Григория вызвали к хозяину. Требовалось переписать на пергамене самым красивым готическим шрифтом оду в честь высокого гостя, написанную местным поэтом.
Хозяин одевался перед зеркалом. Он вынул золотой медальон с портретом Макса Эмануила на бело-голубой, цвета баварского флага ленте и надел на шею.

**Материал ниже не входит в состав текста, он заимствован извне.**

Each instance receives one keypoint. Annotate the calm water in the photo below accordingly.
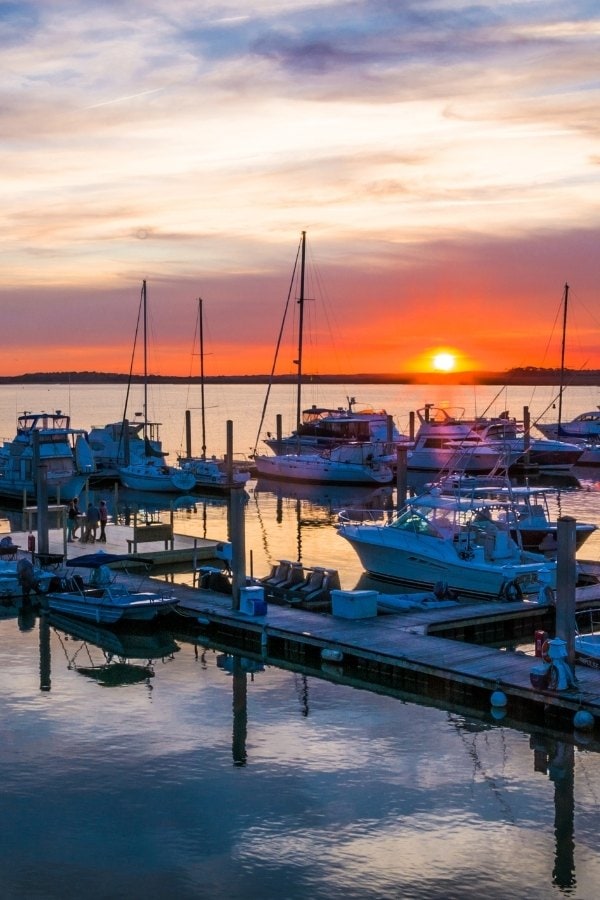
(185, 780)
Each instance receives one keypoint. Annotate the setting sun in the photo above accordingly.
(444, 362)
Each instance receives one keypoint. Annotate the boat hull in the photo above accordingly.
(318, 470)
(426, 562)
(139, 607)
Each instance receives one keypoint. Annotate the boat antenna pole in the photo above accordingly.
(562, 358)
(274, 366)
(145, 358)
(300, 332)
(129, 380)
(201, 333)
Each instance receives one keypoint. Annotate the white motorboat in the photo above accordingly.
(149, 471)
(446, 444)
(580, 430)
(462, 543)
(527, 508)
(587, 637)
(507, 434)
(322, 428)
(45, 442)
(346, 464)
(584, 429)
(123, 443)
(100, 597)
(154, 475)
(11, 586)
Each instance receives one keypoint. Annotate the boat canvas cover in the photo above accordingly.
(95, 560)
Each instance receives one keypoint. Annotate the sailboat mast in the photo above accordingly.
(300, 332)
(202, 407)
(562, 357)
(145, 358)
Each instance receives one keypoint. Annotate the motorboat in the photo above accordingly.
(528, 513)
(547, 455)
(587, 637)
(123, 443)
(109, 657)
(99, 596)
(153, 474)
(462, 543)
(444, 443)
(45, 445)
(322, 428)
(210, 474)
(149, 470)
(11, 586)
(346, 464)
(583, 429)
(503, 434)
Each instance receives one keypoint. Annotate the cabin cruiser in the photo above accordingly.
(502, 434)
(123, 443)
(462, 543)
(45, 446)
(528, 513)
(445, 443)
(351, 463)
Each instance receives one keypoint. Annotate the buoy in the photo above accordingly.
(583, 720)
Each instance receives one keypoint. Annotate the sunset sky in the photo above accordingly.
(443, 158)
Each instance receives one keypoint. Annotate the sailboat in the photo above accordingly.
(351, 462)
(584, 429)
(149, 472)
(209, 473)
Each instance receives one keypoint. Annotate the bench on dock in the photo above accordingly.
(144, 534)
(297, 585)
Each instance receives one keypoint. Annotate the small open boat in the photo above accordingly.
(100, 597)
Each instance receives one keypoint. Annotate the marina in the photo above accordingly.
(295, 742)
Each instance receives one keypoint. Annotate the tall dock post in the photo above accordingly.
(238, 539)
(401, 477)
(566, 578)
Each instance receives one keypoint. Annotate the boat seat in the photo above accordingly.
(280, 572)
(8, 550)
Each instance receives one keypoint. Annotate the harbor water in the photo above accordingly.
(156, 767)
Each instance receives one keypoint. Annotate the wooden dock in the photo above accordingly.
(443, 654)
(120, 538)
(403, 651)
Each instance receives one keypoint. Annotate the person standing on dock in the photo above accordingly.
(103, 511)
(92, 521)
(72, 523)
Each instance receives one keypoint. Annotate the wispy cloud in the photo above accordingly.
(218, 134)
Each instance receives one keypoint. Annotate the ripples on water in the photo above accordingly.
(192, 782)
(138, 789)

— Барон, — сказал герр Каспар, — умнейший человек и мой истинный благодетель. В своё время он дал мне добрый совет. К счастью, у меня хватило ума последовать ему.
«Интересно!» — подумал Гриша.
Герр Каспар ещё полюбовался своим отражением в зеркале и продолжил:
— В 1683 году я приехал к барону в Мюнхен, просить облегчения от налогов. Совсем задушили. А благодетель и говорит мне: «Не могу. В казне пусто. Курфюрст в каждом письме из-под Вены требует денег. Узнает, снимет с меня голову. Умный человек снарядил бы обоз с продовольствием для армии курфюрста. Солдаты уже голодают. Такой подарок Макс Эмануэль оценит».
Я занял денег у Соломона Френкеля и снарядил обоз — тридцать две фуры. Две с вином, четыре с солониной, остальные с мукой и с овсом. И поехал. Век не забуду эти жуткие дороги! Семь колёс сломали на ухабах. Одну фуру пришлось бросить, груз разложили на остальные. А страху натерпелись! И чем ближе к фронту, тем хуже. Хорошо, со мной ехали в армию ротмистр фон дер Валь и лейтенант Гере.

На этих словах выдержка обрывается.